For almost thirty years, our family hosted Thanksgiving that included extended family and friends. My kids would laugh at me when I insisted on setting the Thanksgiving table a week before the holiday. It was a joyful time in our household and evokes the sweetest memories for me of our close-knit family that has now grown up.
I began hosting Thanksgiving when I was in college. The tradition started one year when my parents and younger sister headed to Florida for a long Thanksgiving weekend, so I had my beloved grandmother to my attic apartment. I don’t know how she walked up those rickety outdoor steps, but she was a trooper. I think that was the year I didn’t know that you had to remove the giblets from the turkey!
Fast forward, a marriage, our first home, and twin daughters brought new Thanksgiving traditions. Hosting Thanksgiving at our house became part of the rhythm of the year. I had no idea then that those years would fly by so quickly. The memories of past Thanksgivings live in the walls of our dining room and living room. Some years our table was so long, it wound through the dining room and made a sharp right turn into our living room. Eventually, we moved our living room furniture to accommodate one long table. There was always a kids end of the table, linked to the adult table adorned with turkey apples made by the children/teens as part of the tradition.
My favorite Thanksgiving tradition was asking each person to write something they were grateful for on a slip of paper as they entered our home. It was up to the kids to collect the reflections. As dinner started, and all of our family and guests were seated, we would pass the reflections around the table in a basket for each person to read someone else’s Thanksgiving wishes. It is a memory that I hope my daughters continue when they have their own children.
I sat last night staring at my empty dining room, the table unset for Thanksgiving and thought about the decades of memories held in the walls of that room. It made me sad to think of the family members who have passed away over the years and thought of each of them as they sat at our Thanksgiving table. My father, mother-in-law, father-in-law, sister-in-law, grandmother among the beloved family members that are no longer with us. The list has grown over the years, and in the midst of reliving the memories, I realized that the act of remembering brings great comfort to my profound sadness.
So this COVID Thanksgiving will be very small, just my husband, me, and our rescue pup, Hutch. No turkey apples or kids running through the house. No smell of turkey roasting wafting from the kitchen. We will still reflect on our blessings, which are many, and will remember our loved ones no longer with us. We wish our family and friends a healthy and restful Thanksgiving 2020 in a year when we have to dig deep to find gratitude. We will get through this year, it looks different because it must. Our table is unset this year, but our memory banks are overflowing with precious memories that sustain us. Let’s look forward to Thanksgiving 2021!
6 thoughts on “The Relentless School Nurse: The Unset Thanksgiving Table”
Beautifully written Robin. It will only be us and our young adult daughter, we usually have many more as well. It will be different, but we can still make it special. Have a blessed Thanksgiving.

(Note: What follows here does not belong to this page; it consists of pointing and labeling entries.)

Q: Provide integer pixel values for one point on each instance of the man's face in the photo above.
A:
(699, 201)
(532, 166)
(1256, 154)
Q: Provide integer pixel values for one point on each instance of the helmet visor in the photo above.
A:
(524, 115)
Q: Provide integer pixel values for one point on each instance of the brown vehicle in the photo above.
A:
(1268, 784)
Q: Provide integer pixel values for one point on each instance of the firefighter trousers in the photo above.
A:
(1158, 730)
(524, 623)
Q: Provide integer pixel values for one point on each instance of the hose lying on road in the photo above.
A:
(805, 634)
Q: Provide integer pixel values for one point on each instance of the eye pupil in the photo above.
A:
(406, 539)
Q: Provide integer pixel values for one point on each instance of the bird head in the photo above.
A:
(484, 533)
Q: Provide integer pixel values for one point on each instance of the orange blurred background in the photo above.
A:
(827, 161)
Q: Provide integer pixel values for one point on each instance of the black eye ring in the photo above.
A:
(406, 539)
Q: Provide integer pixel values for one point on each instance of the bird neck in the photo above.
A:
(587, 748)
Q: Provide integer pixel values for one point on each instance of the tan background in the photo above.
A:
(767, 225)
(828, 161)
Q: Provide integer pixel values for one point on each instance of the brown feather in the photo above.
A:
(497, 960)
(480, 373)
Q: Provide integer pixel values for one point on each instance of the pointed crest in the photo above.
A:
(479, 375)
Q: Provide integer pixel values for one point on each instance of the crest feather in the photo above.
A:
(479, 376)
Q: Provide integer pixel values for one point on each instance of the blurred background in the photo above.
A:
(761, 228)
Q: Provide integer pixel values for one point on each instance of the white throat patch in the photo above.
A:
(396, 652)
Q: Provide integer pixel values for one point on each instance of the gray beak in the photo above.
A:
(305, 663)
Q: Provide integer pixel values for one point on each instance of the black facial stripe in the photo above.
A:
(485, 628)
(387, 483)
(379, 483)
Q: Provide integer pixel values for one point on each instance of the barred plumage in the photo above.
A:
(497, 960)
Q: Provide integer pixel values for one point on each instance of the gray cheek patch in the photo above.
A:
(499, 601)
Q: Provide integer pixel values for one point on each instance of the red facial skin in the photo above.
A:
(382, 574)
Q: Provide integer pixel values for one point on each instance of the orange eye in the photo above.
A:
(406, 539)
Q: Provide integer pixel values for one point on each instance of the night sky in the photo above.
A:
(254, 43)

Robin, thank you for sharing. Your family traditions sound similar to mine. This year it will only be my son and husband. My adult daughters who do not live with us will not be attending. We are usually all at my oldest friends house for Thanksgiving. We have been friends since pre-school! It is sad not to be with my family and friends but when this is over we will have the best celebration! Happy Thanksgiving!

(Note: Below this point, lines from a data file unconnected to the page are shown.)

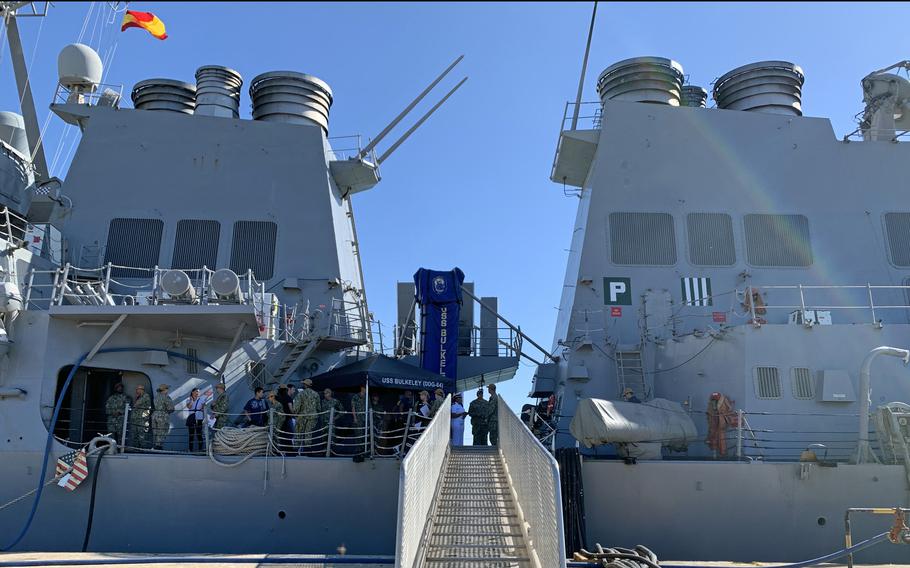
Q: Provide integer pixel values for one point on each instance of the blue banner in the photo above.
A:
(439, 295)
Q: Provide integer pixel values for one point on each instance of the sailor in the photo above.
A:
(306, 408)
(220, 406)
(439, 398)
(628, 395)
(493, 415)
(161, 416)
(478, 410)
(458, 414)
(139, 418)
(358, 406)
(116, 407)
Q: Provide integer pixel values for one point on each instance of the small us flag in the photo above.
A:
(70, 479)
(697, 292)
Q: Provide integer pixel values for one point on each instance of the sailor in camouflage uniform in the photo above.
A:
(139, 418)
(359, 406)
(220, 406)
(493, 415)
(161, 416)
(437, 402)
(116, 407)
(479, 411)
(306, 407)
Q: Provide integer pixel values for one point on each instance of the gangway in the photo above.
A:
(472, 507)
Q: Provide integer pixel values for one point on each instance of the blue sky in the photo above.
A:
(470, 188)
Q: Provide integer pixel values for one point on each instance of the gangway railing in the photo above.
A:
(534, 478)
(421, 471)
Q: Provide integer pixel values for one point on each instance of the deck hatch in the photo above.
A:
(801, 383)
(710, 238)
(642, 238)
(777, 240)
(253, 247)
(135, 243)
(196, 244)
(767, 383)
(897, 226)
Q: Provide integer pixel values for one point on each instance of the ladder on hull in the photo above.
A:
(475, 522)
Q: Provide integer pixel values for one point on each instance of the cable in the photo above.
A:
(91, 504)
(52, 424)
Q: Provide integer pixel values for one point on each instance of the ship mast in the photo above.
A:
(11, 11)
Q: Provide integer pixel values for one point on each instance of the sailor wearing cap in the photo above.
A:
(458, 414)
(161, 416)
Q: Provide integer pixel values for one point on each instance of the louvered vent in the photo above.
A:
(253, 247)
(192, 365)
(767, 383)
(710, 239)
(897, 225)
(801, 383)
(778, 240)
(135, 243)
(196, 244)
(642, 238)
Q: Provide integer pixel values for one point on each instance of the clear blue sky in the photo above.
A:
(471, 188)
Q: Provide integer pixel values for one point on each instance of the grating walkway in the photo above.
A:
(474, 522)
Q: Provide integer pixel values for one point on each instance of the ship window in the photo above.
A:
(196, 244)
(767, 383)
(135, 243)
(897, 225)
(710, 239)
(801, 383)
(642, 238)
(778, 240)
(82, 413)
(253, 248)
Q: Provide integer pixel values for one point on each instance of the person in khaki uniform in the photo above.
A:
(161, 416)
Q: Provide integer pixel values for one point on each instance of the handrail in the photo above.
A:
(421, 471)
(534, 479)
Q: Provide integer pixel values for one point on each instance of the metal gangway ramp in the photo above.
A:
(473, 507)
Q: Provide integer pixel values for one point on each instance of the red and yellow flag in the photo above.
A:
(145, 20)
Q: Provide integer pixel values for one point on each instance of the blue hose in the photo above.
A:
(53, 424)
(210, 559)
(833, 556)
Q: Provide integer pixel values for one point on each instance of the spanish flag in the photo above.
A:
(145, 20)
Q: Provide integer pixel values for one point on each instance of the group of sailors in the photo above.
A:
(302, 421)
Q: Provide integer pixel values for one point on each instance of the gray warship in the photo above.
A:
(179, 283)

Thanks so much for sharing this message Rosemarie. Your reflections mean so much!
moving and real. I resonate with all of it.
Sending you a wish for abundant blessings ! grateful for the relentless blog.
Thank you dear Wendy! What a nice message!
Peggie and I had a romantic dinner for two—as she shared her Amtrak day with me. Her excitement was the newly decorated two hugh trees in the 30th Street Station. We had too much of everything to eat but you know that Mother’s do need to send daughters home with leftovers.
Our dessert was accompanied by a Webex with Texas family. Amongst the singing of “gobble and wobble” by Ellie we had lots of hugs and virtual kisses. I almost forgot, our dinner began when we had a phone call from a dear one who has challenged me to get through the days of Covid by daily calls about what to read, what to write, and what the future holds for each. I am thankful for my family, my friends, and ability to reminisce. My life has been and continues to be joyous because of all the many things I am able to do each day. Thanks Robin for starting these reminiscences.